We took her to the vet’s office for the first available appointment Monday afternoon to find out that she *might* have broken her toe. One bandage, one pain injection, and then some antibiotics and we were out the door having spent $195.84.
A couple of days later, we were back again and her foot looked worse than ever, so she needed a new bandage, which cost $108.59.
Five days later was the “recheck” appointment. Trinity’s foot showed no improvement and the x-ray indicated that she was missing a bone in her toe. !!!
As it turns out, Trinity had a bone-eating tumor in her foot and we would have never known it if it hadn’t been for that nail problem because she showed no change in mood or behavior. Crazy, right?!
She was admitted immediately for emergency surgery to have one of her toes amputated and further testing to determine the extent of her illness, which was $933.84.
Unfortunately, the results weren’t good and she went in for x-rays to confirm the diagnosis, x-rays that cost $238.54. Trinity had lung-digit syndrome, a terminal cancer that had spread throughout her body.
We love our cat, so there was never a question about the money.
However, it was apparent from the questions at the vet’s office that it was going to be a costly endeavor, one that not everyone can or will pay for.
Every single charge was a question.
“Do you want to biopsy to find out what was in her foot?” Yes.
“Do you want the additional blood work to find out the extent to which this is a problem?” YES.
“Do you want x-rays to confirm?” YES, YES YES!
Yes, we want all the things. We want to take care of her the best that we can and if that means spending money to see that she lives, then the answer is always yes.
Without any kind of pet insurance to be had, we paid cash for the bills.
In times like these, I take to Twitter.
Today’s #personalfinance lesson…
Budget for the vet each month for the senior 🐱… pic.twitter.com/xB0QVedBTT
— Claudia of ☕️☕️🏠 (@twocuphouse) September 11, 2017
For those with elderly pets, the consensus was MORE money in the emergency fund to cover future vet bills and perhaps even a separate savings account for the cats’ care.

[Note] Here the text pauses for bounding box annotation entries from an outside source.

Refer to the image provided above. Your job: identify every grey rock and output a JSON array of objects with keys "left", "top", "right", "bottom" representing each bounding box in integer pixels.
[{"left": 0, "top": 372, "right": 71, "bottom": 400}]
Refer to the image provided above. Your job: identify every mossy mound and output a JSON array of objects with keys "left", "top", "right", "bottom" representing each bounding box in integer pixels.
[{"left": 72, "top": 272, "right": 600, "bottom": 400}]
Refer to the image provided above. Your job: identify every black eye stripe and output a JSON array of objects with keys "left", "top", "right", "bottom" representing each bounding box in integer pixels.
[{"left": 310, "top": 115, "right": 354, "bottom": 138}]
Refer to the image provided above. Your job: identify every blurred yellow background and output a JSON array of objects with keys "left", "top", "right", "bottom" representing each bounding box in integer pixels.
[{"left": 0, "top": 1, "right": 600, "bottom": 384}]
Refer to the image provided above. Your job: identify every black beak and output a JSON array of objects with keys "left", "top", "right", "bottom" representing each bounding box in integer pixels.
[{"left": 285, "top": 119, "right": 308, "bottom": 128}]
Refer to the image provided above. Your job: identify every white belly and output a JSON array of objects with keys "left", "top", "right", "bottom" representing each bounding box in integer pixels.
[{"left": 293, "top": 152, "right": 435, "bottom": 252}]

Our focus the last few weeks has been on Trinity and giving her the best rest of her life, not knowing how long she had left. Even though Trinity was 13 ½, it was hard to imagine that her life could be cut short by cancer.
Except that it was.
Yesterday, we had to euthanize Trinity. Our hearts are broken.
But not our pocketbooks. Being able to invest in Trinity’s care is one of the many benefits that accompanies our improved financial position and an emergency fund.
While we were getting out of debt, we had *maybe* $500 in our savings account, so each month we just crossed our fingers that no emergencies would pop up. We’re lucky that in the two years while we were getting out of debt that we didn’t have any kind of emergency we couldn’t cover.
If we were still in debt and living paycheck to paycheck, Trinity’s care would have been charged to a credit card and paid off months later. Thankfully, we’re OK and that’s thanks to the personal finance community and all the PF stuff we’ve done to improve.
Between the expensive car repairs that popped up recently causing us to consider the repair vs. replace car debt and poor Trinity, we’re upping our emergency fund goal to have more cash on hand (in an online savings account, of course).